C actually does have a type system and it's one of the bigger issues with the language. If it didn't, unaligned pointers and signed overflow would be totally fine.
Problems with unaligned pointers are basically a hardware defect. Signed overflow is an issue because academics are unhappy computers only can do finite math.
Issue with types and C is while the compiler knows about them the standards committees don't want you to be able to. If C had first class types more people would abandon C++ and that can't be allowed to happen.
The concept of alignment isn't a hardware defect, maybe limitation, but the reason why alignment is a thing has to do with the fact that in chip interconnects transfer blocks. You cannot perform misaligned memory accesses against RAM.
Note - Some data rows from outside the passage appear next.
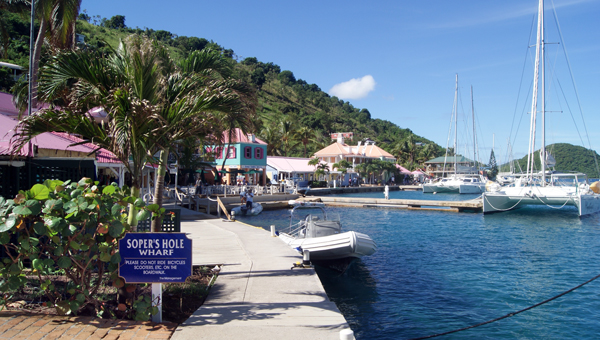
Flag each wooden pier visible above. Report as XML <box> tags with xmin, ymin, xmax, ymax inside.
<box><xmin>307</xmin><ymin>196</ymin><xmax>483</xmax><ymax>212</ymax></box>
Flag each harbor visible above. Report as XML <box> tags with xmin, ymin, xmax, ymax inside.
<box><xmin>238</xmin><ymin>191</ymin><xmax>600</xmax><ymax>340</ymax></box>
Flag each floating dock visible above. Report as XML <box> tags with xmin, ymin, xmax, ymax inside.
<box><xmin>307</xmin><ymin>196</ymin><xmax>483</xmax><ymax>212</ymax></box>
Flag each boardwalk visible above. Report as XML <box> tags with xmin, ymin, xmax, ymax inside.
<box><xmin>310</xmin><ymin>196</ymin><xmax>483</xmax><ymax>212</ymax></box>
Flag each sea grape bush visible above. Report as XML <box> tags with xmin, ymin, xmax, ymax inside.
<box><xmin>0</xmin><ymin>178</ymin><xmax>164</xmax><ymax>320</ymax></box>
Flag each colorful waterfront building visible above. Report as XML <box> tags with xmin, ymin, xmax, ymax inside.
<box><xmin>313</xmin><ymin>132</ymin><xmax>396</xmax><ymax>185</ymax></box>
<box><xmin>204</xmin><ymin>128</ymin><xmax>267</xmax><ymax>185</ymax></box>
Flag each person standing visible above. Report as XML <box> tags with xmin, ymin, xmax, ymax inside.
<box><xmin>246</xmin><ymin>189</ymin><xmax>254</xmax><ymax>209</ymax></box>
<box><xmin>194</xmin><ymin>175</ymin><xmax>202</xmax><ymax>197</ymax></box>
<box><xmin>240</xmin><ymin>190</ymin><xmax>246</xmax><ymax>204</ymax></box>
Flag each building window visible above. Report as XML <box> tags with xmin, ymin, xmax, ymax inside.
<box><xmin>227</xmin><ymin>146</ymin><xmax>236</xmax><ymax>159</ymax></box>
<box><xmin>254</xmin><ymin>148</ymin><xmax>263</xmax><ymax>159</ymax></box>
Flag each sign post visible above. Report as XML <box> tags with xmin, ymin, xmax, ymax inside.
<box><xmin>119</xmin><ymin>233</ymin><xmax>192</xmax><ymax>322</ymax></box>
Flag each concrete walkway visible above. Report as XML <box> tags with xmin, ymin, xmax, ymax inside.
<box><xmin>172</xmin><ymin>219</ymin><xmax>349</xmax><ymax>340</ymax></box>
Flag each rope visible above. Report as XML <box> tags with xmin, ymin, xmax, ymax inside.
<box><xmin>410</xmin><ymin>275</ymin><xmax>600</xmax><ymax>340</ymax></box>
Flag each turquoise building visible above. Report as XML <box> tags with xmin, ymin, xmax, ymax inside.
<box><xmin>205</xmin><ymin>128</ymin><xmax>267</xmax><ymax>185</ymax></box>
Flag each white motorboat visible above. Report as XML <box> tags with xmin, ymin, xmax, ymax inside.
<box><xmin>423</xmin><ymin>174</ymin><xmax>487</xmax><ymax>194</ymax></box>
<box><xmin>278</xmin><ymin>201</ymin><xmax>377</xmax><ymax>264</ymax></box>
<box><xmin>231</xmin><ymin>202</ymin><xmax>263</xmax><ymax>216</ymax></box>
<box><xmin>482</xmin><ymin>0</ymin><xmax>600</xmax><ymax>216</ymax></box>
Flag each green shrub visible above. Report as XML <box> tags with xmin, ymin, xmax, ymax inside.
<box><xmin>0</xmin><ymin>178</ymin><xmax>159</xmax><ymax>320</ymax></box>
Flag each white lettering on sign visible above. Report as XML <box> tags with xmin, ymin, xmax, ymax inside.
<box><xmin>126</xmin><ymin>239</ymin><xmax>185</xmax><ymax>255</ymax></box>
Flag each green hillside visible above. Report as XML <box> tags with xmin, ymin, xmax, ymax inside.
<box><xmin>0</xmin><ymin>13</ymin><xmax>444</xmax><ymax>162</ymax></box>
<box><xmin>500</xmin><ymin>143</ymin><xmax>600</xmax><ymax>178</ymax></box>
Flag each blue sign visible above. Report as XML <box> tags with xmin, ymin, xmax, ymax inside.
<box><xmin>119</xmin><ymin>233</ymin><xmax>192</xmax><ymax>283</ymax></box>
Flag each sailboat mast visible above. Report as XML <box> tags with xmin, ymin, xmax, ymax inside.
<box><xmin>454</xmin><ymin>73</ymin><xmax>458</xmax><ymax>175</ymax></box>
<box><xmin>540</xmin><ymin>0</ymin><xmax>546</xmax><ymax>186</ymax></box>
<box><xmin>527</xmin><ymin>0</ymin><xmax>544</xmax><ymax>181</ymax></box>
<box><xmin>471</xmin><ymin>85</ymin><xmax>477</xmax><ymax>169</ymax></box>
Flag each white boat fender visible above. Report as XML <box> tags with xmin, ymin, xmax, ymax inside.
<box><xmin>290</xmin><ymin>247</ymin><xmax>313</xmax><ymax>269</ymax></box>
<box><xmin>302</xmin><ymin>249</ymin><xmax>310</xmax><ymax>266</ymax></box>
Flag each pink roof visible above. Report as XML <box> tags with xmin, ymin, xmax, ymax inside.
<box><xmin>51</xmin><ymin>132</ymin><xmax>121</xmax><ymax>163</ymax></box>
<box><xmin>267</xmin><ymin>156</ymin><xmax>315</xmax><ymax>172</ymax></box>
<box><xmin>0</xmin><ymin>114</ymin><xmax>120</xmax><ymax>163</ymax></box>
<box><xmin>396</xmin><ymin>164</ymin><xmax>412</xmax><ymax>174</ymax></box>
<box><xmin>315</xmin><ymin>142</ymin><xmax>396</xmax><ymax>159</ymax></box>
<box><xmin>223</xmin><ymin>128</ymin><xmax>267</xmax><ymax>145</ymax></box>
<box><xmin>315</xmin><ymin>142</ymin><xmax>353</xmax><ymax>157</ymax></box>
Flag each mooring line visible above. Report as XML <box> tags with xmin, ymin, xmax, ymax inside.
<box><xmin>410</xmin><ymin>274</ymin><xmax>600</xmax><ymax>340</ymax></box>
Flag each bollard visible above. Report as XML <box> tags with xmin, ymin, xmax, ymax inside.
<box><xmin>340</xmin><ymin>329</ymin><xmax>354</xmax><ymax>340</ymax></box>
<box><xmin>302</xmin><ymin>249</ymin><xmax>310</xmax><ymax>265</ymax></box>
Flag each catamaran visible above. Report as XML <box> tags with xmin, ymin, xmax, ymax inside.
<box><xmin>482</xmin><ymin>0</ymin><xmax>600</xmax><ymax>216</ymax></box>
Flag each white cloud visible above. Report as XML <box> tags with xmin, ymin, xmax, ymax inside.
<box><xmin>329</xmin><ymin>75</ymin><xmax>376</xmax><ymax>99</ymax></box>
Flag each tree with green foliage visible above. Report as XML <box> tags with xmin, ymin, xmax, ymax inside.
<box><xmin>331</xmin><ymin>159</ymin><xmax>352</xmax><ymax>175</ymax></box>
<box><xmin>0</xmin><ymin>178</ymin><xmax>158</xmax><ymax>321</ymax></box>
<box><xmin>104</xmin><ymin>15</ymin><xmax>127</xmax><ymax>29</ymax></box>
<box><xmin>294</xmin><ymin>126</ymin><xmax>315</xmax><ymax>158</ymax></box>
<box><xmin>12</xmin><ymin>36</ymin><xmax>253</xmax><ymax>231</ymax></box>
<box><xmin>30</xmin><ymin>0</ymin><xmax>81</xmax><ymax>107</ymax></box>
A similar limitation exists when peforming accesses against the cache, but at a much finer granularity.
For bytes, the alignment restriction obviously exists in the 8 bit level. You have one output byte and 64 multiplexer inputs.
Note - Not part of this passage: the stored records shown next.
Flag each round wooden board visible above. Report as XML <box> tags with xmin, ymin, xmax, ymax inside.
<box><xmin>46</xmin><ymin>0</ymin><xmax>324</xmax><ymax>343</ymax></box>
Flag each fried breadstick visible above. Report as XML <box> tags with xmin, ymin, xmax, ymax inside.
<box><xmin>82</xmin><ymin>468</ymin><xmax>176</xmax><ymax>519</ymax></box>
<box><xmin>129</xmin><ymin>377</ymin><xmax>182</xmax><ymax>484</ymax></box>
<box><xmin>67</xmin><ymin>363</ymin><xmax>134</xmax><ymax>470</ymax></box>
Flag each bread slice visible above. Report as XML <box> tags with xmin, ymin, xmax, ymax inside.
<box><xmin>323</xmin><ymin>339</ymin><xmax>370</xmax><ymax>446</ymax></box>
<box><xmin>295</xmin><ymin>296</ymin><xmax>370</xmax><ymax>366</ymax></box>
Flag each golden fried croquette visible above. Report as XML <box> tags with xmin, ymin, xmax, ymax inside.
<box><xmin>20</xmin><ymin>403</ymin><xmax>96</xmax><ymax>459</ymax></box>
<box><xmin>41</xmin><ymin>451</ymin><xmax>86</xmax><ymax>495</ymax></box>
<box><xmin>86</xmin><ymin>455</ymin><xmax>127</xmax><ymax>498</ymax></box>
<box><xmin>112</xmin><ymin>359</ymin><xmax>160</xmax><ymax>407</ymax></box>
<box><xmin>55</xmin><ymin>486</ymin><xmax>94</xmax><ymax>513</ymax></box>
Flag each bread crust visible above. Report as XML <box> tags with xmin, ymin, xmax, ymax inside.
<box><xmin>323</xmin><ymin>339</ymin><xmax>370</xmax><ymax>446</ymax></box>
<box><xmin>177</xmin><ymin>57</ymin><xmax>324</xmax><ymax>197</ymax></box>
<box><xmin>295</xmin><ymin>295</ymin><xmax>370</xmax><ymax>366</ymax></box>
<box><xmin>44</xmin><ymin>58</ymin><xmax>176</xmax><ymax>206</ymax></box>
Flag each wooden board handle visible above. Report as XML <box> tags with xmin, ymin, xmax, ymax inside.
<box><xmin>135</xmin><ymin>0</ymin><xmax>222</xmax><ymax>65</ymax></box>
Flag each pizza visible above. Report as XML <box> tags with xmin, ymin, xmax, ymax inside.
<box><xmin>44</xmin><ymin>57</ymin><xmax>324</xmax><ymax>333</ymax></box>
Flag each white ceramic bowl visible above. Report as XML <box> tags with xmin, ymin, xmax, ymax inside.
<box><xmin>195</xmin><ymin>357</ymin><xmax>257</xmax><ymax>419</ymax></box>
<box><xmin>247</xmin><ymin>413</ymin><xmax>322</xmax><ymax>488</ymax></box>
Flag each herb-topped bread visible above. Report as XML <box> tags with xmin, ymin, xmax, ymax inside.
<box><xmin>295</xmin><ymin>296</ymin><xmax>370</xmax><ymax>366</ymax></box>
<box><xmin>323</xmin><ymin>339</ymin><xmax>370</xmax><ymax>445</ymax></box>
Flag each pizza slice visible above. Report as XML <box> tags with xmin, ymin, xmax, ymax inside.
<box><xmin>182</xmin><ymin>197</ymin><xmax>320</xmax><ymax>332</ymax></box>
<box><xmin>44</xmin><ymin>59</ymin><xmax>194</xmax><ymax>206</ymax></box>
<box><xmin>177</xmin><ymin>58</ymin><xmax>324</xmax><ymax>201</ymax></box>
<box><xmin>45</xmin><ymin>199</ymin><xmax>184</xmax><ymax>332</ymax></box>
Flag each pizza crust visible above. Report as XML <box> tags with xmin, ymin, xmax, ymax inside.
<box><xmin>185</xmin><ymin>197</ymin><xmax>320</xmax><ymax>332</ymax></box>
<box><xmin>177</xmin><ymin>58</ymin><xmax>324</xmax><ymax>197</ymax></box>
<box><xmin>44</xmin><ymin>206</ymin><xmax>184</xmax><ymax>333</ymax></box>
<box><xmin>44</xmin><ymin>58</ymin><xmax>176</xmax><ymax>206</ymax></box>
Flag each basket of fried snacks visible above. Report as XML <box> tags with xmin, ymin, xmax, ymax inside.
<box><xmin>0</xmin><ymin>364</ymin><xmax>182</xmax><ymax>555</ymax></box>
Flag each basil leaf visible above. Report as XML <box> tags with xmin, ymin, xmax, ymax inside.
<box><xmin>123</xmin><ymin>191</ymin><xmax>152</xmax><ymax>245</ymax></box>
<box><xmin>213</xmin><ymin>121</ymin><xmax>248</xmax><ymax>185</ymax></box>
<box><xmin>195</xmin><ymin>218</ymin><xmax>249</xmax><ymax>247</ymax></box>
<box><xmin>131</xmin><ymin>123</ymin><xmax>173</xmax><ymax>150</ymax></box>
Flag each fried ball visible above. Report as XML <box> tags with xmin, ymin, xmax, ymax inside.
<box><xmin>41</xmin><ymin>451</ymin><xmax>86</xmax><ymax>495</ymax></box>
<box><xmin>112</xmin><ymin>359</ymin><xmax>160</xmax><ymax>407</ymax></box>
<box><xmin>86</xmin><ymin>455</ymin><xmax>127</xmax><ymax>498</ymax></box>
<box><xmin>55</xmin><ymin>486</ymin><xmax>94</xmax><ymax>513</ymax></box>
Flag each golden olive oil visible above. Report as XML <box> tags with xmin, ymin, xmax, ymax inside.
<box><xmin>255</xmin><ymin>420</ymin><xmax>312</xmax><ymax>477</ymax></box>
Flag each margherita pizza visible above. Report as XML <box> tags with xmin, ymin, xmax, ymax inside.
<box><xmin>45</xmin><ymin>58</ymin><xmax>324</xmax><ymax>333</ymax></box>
If you scale this up to 8 bytes, you will need a lot of 64 Input multiplexers.
But even if you can take the silicon area hit, there is the problem of crossing cache lines and pages.
In the end, you cannot divide memory into blocks and allow primitives to cross those blocks without requesting both blocks at the same time. That's an inefficient waste of resources so why support the wasteful usecase in the first place?
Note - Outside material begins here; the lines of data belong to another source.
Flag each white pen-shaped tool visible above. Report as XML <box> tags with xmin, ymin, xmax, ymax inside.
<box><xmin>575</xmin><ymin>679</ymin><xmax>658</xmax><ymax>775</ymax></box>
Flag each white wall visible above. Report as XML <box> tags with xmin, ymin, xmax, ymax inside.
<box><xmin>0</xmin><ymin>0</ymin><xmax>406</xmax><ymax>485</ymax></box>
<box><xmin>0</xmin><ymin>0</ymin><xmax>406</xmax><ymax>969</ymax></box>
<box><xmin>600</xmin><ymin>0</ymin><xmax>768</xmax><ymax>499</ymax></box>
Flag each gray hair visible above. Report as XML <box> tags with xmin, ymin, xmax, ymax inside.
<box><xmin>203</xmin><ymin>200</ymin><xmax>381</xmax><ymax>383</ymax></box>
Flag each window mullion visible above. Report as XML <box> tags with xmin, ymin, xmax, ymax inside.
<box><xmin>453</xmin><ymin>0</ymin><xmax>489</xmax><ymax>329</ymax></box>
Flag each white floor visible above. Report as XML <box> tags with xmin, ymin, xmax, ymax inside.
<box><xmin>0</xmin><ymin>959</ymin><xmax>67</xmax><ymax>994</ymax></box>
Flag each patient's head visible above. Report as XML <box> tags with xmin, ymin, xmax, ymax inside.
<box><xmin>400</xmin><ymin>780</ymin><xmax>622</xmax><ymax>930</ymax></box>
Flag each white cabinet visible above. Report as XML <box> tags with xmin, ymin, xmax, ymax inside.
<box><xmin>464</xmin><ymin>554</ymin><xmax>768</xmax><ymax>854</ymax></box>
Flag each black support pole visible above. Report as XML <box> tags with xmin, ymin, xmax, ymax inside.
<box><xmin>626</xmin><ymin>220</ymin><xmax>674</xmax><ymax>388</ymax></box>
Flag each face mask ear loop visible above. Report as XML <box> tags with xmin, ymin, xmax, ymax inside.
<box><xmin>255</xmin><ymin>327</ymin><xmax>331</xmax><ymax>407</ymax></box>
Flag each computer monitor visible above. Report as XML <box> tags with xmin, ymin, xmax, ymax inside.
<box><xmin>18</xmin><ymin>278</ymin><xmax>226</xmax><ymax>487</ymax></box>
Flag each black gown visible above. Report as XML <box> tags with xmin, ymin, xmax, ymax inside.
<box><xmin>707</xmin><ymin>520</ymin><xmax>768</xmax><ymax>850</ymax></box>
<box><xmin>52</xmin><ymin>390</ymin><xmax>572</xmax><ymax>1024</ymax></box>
Unaligned pointers are undefined behavior even when the hardware fully supports unaligned access, because you're violating the type's rules.
To be honest, I've never seen much indication that the C and C++ committees are particularly fond of each other. They sometimes coordinate, but they're mostly content letting each other evolve in different directions. C is the way it is only after a long process of evolution away from the bits and bytes of BCPL into the strictly typed language we got from ASNI.
Undefined behavior according to WG14 but perfectly fine on most architectures. Even on architectures that don't support it (what the fuck ARM cortex) the compilers do support it.
Yes, that's exactly the point I've been making. It's undefined today because C has a type system and that type system has this arbitrary rule, not because there are implementation constraints necessitating it (where it could just be implementation defined instead).